This topic is created to initiate and organize the Afaan Oromoo Must Start Dataset effort. The goal is to prepare a high-quality foundational dataset that enables Afaan Oromoo to move forward in the Common Voice and Scripted Speech stages.
We have completed 100% localization of required files and are currently waiting for approval. This dataset will support speech recognition, TTS development, and broader AI applications in Afaan Oromoo.
We welcome collaboration, review, and guidance from the Mozilla community to officially launch and scale Afaan Oromoo contributions.
Hi @Eyob_Abebe, welcome to the community. We are so happy to see you aboard.
You’ve just been assigned as a translator in Pontoon, so you can send translations directly (carefully) and review contributions of others. Go review your own now
Translations will be available on the site when we do a release (every 1-2 weeks, planning one tonight)…
Then you have to add 2000 sentences (we already set it) and two people should review them (one vote can come from you).

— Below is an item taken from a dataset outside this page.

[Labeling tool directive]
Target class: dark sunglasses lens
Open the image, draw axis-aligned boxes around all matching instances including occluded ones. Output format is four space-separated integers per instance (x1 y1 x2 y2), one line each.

After that you will be able to record…
Join our Matrix channel for quick chats, Q&A if you have problems:
If you can work with linguists or if you know them, we have Variant (dialect) and Predefined Accent support. Having them defined beforehand would be a plus.
We also have DataSheets which will be used when the datasets are released, to give important information on the language. Whenever you are ready, you can fill them for the next release. This is how they look for now (Kabardian as an example): Common Voice Spontaneous Speech 2.0 - Kabardian | Mozilla Data Collective
Thank you very much for the warm welcome. I’m really happy to join the community and contribute to the Afaan Oromo localisation effort.
I’ve seen that I’ve been assigned as a translator in Pontoon — thank you! I’ll carefully review my previous translations and continue contributing. I’m also looking forward to the upcoming release.
Regarding the 2000 sentences, I understand the requirement and will start adding them. I’ll also coordinate to ensure they are reviewed properly (including one vote from me as mentioned).
I’ll join the Matrix channel on chat.mozilla.org (Element) for quicker communication and support.
About variants and predefined accents, I can collaborate with linguists and Oromo language experts to help define dialects and accents in advance. I agree this would be a valuable addition.
Thanks again for the support. Excited to move forward!
I would like to inform you that several Oromo terminology entries have already been translated on Pontoon, but they are still pending approval. As you know, translations need to be approved in order to be included in releases and become active on the platform.
Could you please review and approve the pending terminology entries for Afaan Oromo?
We are working hard to move forward with the localization progress, and your support in reviewing these items would be greatly appreciated.